Excessive Sweating Caused by Antidepressants: Measurement and Treatment With Terazosin - Full Text View

Excessive Sweating Caused by Antidepressants: Measurement and Treatment With Terazosin (ADIES)

This study has been completed.

First Received on March 19, 2007. Last Updated on February 7, 2011 History of Changes

Sponsor:	Thomas Jefferson University
Collaborator:	National Alliance for Research on Schizophrenia and Depression
Information provided by:	Thomas Jefferson University
ClinicalTrials.gov Identifier:	NCT00449683

Purpose

The study consists of measurement of antidepressant-induced excessive sweating and its treatment with an experimental medication, terazosin (approved for hypertension), that will be added to the antidepressant.

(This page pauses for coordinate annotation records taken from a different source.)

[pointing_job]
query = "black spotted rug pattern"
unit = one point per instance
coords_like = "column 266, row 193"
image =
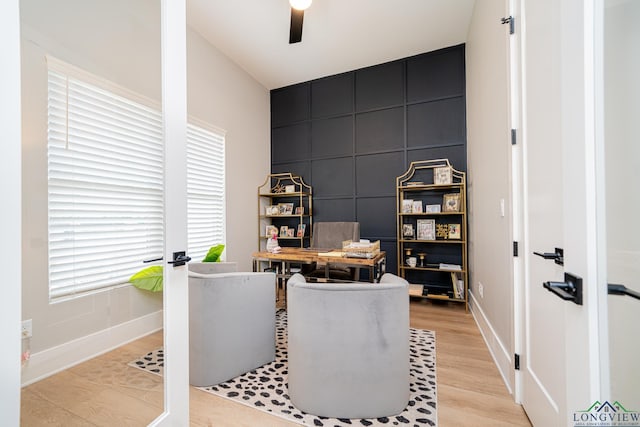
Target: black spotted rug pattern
column 265, row 388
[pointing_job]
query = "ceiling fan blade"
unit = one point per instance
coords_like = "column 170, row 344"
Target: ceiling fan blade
column 295, row 31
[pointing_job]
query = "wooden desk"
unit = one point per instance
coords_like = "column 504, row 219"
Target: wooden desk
column 288, row 256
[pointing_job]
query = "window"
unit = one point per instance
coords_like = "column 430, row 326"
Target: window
column 105, row 183
column 205, row 190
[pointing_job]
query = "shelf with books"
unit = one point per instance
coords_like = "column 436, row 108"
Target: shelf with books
column 285, row 210
column 432, row 230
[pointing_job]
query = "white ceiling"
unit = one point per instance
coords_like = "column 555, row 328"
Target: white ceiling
column 337, row 36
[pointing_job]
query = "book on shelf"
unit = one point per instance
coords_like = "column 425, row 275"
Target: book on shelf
column 458, row 285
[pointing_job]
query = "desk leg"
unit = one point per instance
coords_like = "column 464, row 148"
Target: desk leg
column 380, row 267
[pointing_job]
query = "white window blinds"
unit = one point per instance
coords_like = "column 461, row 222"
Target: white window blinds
column 105, row 186
column 205, row 190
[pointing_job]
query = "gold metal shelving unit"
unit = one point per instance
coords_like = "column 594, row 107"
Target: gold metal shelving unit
column 440, row 247
column 285, row 190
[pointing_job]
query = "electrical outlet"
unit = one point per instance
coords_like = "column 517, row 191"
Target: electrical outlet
column 27, row 328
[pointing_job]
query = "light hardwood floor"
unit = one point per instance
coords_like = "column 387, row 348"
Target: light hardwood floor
column 106, row 392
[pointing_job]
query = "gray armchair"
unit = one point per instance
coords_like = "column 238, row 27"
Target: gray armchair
column 231, row 322
column 348, row 350
column 330, row 235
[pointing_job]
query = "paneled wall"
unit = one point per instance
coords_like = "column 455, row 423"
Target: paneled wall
column 350, row 135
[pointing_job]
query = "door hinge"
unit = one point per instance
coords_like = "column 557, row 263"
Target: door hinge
column 511, row 21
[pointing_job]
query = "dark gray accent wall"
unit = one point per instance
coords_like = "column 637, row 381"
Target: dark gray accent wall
column 350, row 135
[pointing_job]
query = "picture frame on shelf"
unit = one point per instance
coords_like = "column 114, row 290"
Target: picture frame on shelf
column 442, row 175
column 454, row 231
column 426, row 229
column 407, row 206
column 278, row 189
column 271, row 231
column 451, row 202
column 408, row 231
column 442, row 231
column 285, row 208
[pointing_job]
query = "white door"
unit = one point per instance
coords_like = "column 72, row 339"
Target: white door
column 175, row 290
column 622, row 154
column 560, row 346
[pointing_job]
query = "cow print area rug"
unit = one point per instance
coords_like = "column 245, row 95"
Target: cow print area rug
column 265, row 388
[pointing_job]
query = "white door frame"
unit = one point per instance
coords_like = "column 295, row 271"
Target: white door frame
column 586, row 363
column 10, row 217
column 175, row 289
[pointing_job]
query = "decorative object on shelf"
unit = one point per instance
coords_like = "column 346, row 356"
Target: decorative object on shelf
column 407, row 231
column 442, row 176
column 407, row 206
column 285, row 208
column 422, row 256
column 451, row 202
column 279, row 188
column 440, row 229
column 454, row 231
column 272, row 241
column 426, row 229
column 407, row 254
column 279, row 196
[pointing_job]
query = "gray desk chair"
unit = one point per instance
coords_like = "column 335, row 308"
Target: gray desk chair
column 330, row 235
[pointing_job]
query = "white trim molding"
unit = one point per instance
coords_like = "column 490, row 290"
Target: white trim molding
column 56, row 359
column 500, row 354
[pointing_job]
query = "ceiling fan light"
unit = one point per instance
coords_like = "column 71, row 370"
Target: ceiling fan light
column 300, row 4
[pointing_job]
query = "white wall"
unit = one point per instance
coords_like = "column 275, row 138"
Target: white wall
column 489, row 172
column 221, row 93
column 10, row 221
column 119, row 41
column 622, row 109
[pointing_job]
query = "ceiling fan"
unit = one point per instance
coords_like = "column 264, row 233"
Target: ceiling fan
column 297, row 16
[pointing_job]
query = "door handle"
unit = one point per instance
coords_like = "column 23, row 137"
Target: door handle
column 557, row 256
column 622, row 290
column 179, row 258
column 569, row 290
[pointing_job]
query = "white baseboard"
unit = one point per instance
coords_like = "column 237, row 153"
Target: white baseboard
column 53, row 360
column 500, row 354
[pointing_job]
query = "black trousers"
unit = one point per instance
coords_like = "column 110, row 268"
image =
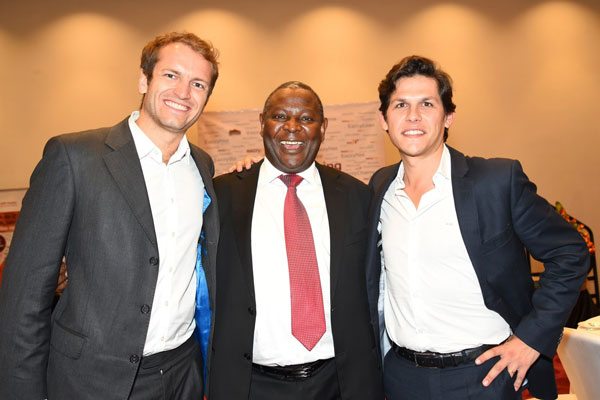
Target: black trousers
column 323, row 385
column 403, row 380
column 171, row 375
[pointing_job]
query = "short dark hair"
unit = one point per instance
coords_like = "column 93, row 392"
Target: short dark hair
column 296, row 85
column 205, row 49
column 417, row 65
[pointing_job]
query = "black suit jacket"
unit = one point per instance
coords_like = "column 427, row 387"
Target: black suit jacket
column 500, row 215
column 87, row 201
column 356, row 357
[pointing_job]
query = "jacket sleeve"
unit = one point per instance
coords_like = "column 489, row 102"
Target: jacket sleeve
column 555, row 243
column 30, row 276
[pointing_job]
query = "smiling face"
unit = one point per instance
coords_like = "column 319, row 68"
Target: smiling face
column 415, row 118
column 292, row 129
column 177, row 93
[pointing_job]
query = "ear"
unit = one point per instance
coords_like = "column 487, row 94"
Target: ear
column 142, row 83
column 324, row 128
column 262, row 123
column 449, row 119
column 382, row 121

This study is for people who take an antidressant due to a depressive disorder. This is an open-label study (no placebo group) that will last 5 weeks, with one week of baseline measurement and four weeks of treatment with the study medication. The study is based on the hypothesis that terazosin will be effective in reducing the severity of excessive sweating caused by antidepressant treatment, and will have minimal side-effects.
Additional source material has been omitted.